Background

Controlling the expansion of drug-resistant Mycobacterium tuberculosis represents a global challenge of upmost importance to health security. Of major concern is multidrug-resistant tuberculosis (MDR TB), which is defined as TB that is resistant to at least isoniazid and rifampicin, the two most powerful first-line TB drugs. With an estimated global success rate of 59% [1], not only is MDR TB difficult to treat, but it could also evolve into an even worse form, extensively drug-resistant TB (XDR TB), by accumulating additional resistance to any fluoroquinolone and to at least one additional Group A drug (levofloxacin, moxifloxacin, bedaquiline and linezolid) [2].

Because XDR TB displays resistance to the most potent TB drugs, the remaining treatment alternatives are less effective, cause more toxicity, and incurs exorbitant costs [3]. Furthermore, the global fight against MDR and XDR TB is hampered by deficiencies in health services, particularly in low and middle income countries, the ascending rate of HIV co-infection, and the recent impact of the COVID-19 pandemic [4].

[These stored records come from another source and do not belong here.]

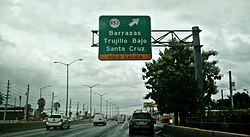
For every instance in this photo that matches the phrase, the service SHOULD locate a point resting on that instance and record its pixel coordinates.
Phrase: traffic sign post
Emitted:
(125, 38)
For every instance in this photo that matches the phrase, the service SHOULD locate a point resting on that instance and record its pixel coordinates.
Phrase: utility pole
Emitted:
(27, 101)
(222, 95)
(231, 89)
(20, 101)
(110, 107)
(83, 108)
(198, 68)
(6, 103)
(77, 108)
(52, 103)
(69, 107)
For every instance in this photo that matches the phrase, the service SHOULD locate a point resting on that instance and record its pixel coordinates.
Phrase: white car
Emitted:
(57, 120)
(99, 119)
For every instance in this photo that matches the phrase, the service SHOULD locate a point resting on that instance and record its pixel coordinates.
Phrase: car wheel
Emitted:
(131, 132)
(152, 132)
(62, 126)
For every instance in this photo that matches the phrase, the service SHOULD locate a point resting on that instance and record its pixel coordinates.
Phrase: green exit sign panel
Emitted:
(125, 38)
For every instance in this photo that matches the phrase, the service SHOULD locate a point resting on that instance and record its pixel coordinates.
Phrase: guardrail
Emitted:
(12, 127)
(180, 131)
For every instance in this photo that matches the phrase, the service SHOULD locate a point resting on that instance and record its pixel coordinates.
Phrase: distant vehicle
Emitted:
(141, 121)
(99, 119)
(57, 120)
(121, 118)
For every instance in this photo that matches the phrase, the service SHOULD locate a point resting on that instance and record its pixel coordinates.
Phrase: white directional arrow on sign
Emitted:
(134, 22)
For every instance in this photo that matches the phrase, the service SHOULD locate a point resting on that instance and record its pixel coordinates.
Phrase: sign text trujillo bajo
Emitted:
(125, 38)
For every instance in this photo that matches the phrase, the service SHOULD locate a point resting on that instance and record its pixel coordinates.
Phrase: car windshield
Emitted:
(55, 116)
(141, 116)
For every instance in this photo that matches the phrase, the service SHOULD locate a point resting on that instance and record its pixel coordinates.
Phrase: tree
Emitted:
(1, 98)
(241, 100)
(172, 82)
(57, 105)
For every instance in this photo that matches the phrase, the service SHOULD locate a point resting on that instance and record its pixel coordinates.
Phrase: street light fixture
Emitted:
(67, 94)
(42, 89)
(101, 100)
(90, 96)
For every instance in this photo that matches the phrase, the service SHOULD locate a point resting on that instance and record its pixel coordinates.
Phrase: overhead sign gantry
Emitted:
(125, 38)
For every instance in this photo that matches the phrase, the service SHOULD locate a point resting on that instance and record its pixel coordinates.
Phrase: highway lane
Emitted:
(112, 129)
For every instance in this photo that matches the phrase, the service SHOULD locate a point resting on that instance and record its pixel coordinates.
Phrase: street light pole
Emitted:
(101, 100)
(67, 93)
(90, 97)
(107, 107)
(43, 88)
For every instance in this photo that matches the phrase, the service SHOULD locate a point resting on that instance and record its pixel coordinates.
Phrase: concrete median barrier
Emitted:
(180, 131)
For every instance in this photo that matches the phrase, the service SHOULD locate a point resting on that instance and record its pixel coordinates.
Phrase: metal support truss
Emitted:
(159, 38)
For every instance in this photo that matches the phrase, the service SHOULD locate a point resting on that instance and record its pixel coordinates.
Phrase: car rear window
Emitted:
(55, 116)
(141, 116)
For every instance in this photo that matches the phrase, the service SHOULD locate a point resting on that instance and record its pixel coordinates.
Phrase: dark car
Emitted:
(57, 120)
(141, 121)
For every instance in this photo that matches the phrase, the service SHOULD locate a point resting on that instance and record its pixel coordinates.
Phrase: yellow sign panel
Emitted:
(150, 104)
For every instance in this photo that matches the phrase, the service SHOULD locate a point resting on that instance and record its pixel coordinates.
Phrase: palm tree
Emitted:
(57, 106)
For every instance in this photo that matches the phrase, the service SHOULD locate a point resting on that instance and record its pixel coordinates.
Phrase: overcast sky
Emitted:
(35, 33)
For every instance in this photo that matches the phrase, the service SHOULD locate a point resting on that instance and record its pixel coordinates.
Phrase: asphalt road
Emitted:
(112, 129)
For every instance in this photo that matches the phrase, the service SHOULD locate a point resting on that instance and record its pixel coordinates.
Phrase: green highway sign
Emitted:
(124, 38)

In Tunisia, the proportion of incident MDR TB cases is rather low (1% in 2021) [1], being mostly dominated by cases related to a major MDR TB Outbreak, which has been identified in the region of Bizerte in the early 2000s. This outbreak is caused by a sublineage L4.1.2.1/Haarlem genotype strain, which by 2011, involved 48 individuals (mean age 31.09 yrs; 89.6% male) [5, 6]. A hallmark of this MDR TB outbreak is the fact that it has emerged and thrived, from the outset, in a context strictly negative for HIV infection, suggesting its intrinsic increased fitness and/or virulence. Strikingly, the involved MDR TB outbreak strain was found to harbour a mutation within rpoB, rpoB V615M, secondary to the rifampicin resistance-conferring mutation rpoB S531L, which has been shown to compensate for the incurred fitness cost, while conferring high-level resistance to rifampicin. This double rpoB mutation was thus proposed to be a major determinant contributing to the epidemic potential of this MDR TB outbreak strain [7].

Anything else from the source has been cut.